This is the most misleading article I've read on this issue in a long, long time.
The first thing she says is that the pledges "work". Granted, the vast majority of the kids break the pledge so I don't get how it "works", but the kids who take it delay sex for a year or so longer. So, they do it at the senior prom instead of the junior prom. I'm sure Christian parents everywhere are relieved.
She admits that the virginity pledge kids are less likely to use birth control or protection, and if they do get sick they are less likely to get help, but shrugs it off. I wonder if she would shrug it off if a lifelong smoker started coughing up blood but wouldn't go to the doctor to get it checked out. Anyway, that seems to me to be evidence that those virginity pledges are related to sexual shame and/or ignorance and it's keeping people from taking care of their health, which is serious indeed. A minor STD can cause major problems if left untreated.
Then she and the Heritage Foundation work on some good, old-fashioned mistaking correlation for causation, particularly when they find that the kids were more likely to be married and have kids in wedlock than the non-virginity pledge control group. But it would seem to me that those inclined to take this pledge are also inclined to marry because of an unplanned pregnancy. Since the oldest of the study group were only 24 years old, higher rates of marriage doesn't really seem to be a positive outcome. Just because two teenagers get married doesn't make an unplanned pregnancy a good idea.
But I especially like the end, where after hand-picking the numbers she likes that these researchers came up with, she dismisses the researchers own conclusion that abstinence-only education has detrimental health effects.
I blame creation "science" for this piece of crap article. Once the idea got out that ignoring unpleasant evidence, deliberately misunderstanding research methods and using mythical thinking could pass muster as "science" for a good deal of people, it opened the floodgates. That science and research can and should be twisted for political ends is quickly becoming common wisdom on the right. And when pesky research disproves a tenet of their ideology, than it should be dismissed out of hand or even better, surpressed entirely.

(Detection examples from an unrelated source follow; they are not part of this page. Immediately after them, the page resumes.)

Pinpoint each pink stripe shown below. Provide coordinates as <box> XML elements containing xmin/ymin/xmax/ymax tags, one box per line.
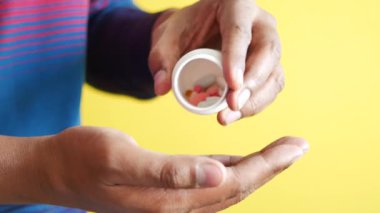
<box><xmin>0</xmin><ymin>19</ymin><xmax>86</xmax><ymax>35</ymax></box>
<box><xmin>0</xmin><ymin>26</ymin><xmax>86</xmax><ymax>44</ymax></box>
<box><xmin>0</xmin><ymin>51</ymin><xmax>84</xmax><ymax>79</ymax></box>
<box><xmin>0</xmin><ymin>35</ymin><xmax>86</xmax><ymax>52</ymax></box>
<box><xmin>0</xmin><ymin>4</ymin><xmax>88</xmax><ymax>18</ymax></box>
<box><xmin>0</xmin><ymin>11</ymin><xmax>87</xmax><ymax>27</ymax></box>
<box><xmin>0</xmin><ymin>42</ymin><xmax>84</xmax><ymax>59</ymax></box>
<box><xmin>0</xmin><ymin>0</ymin><xmax>87</xmax><ymax>9</ymax></box>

The only solid conclusions you can draw from this research is that virginity pledges are correlated to slightly older ages at first sexual intercourse and that kids who took the pledges were much worse at looking after their health on average than kids who didn't take the pledge. And while one can theorize about causation, I don't see that any causation was proved. For all we know, an undiscovered factor makes kids both likely to delay sexual intercourse and take a virginity pledge.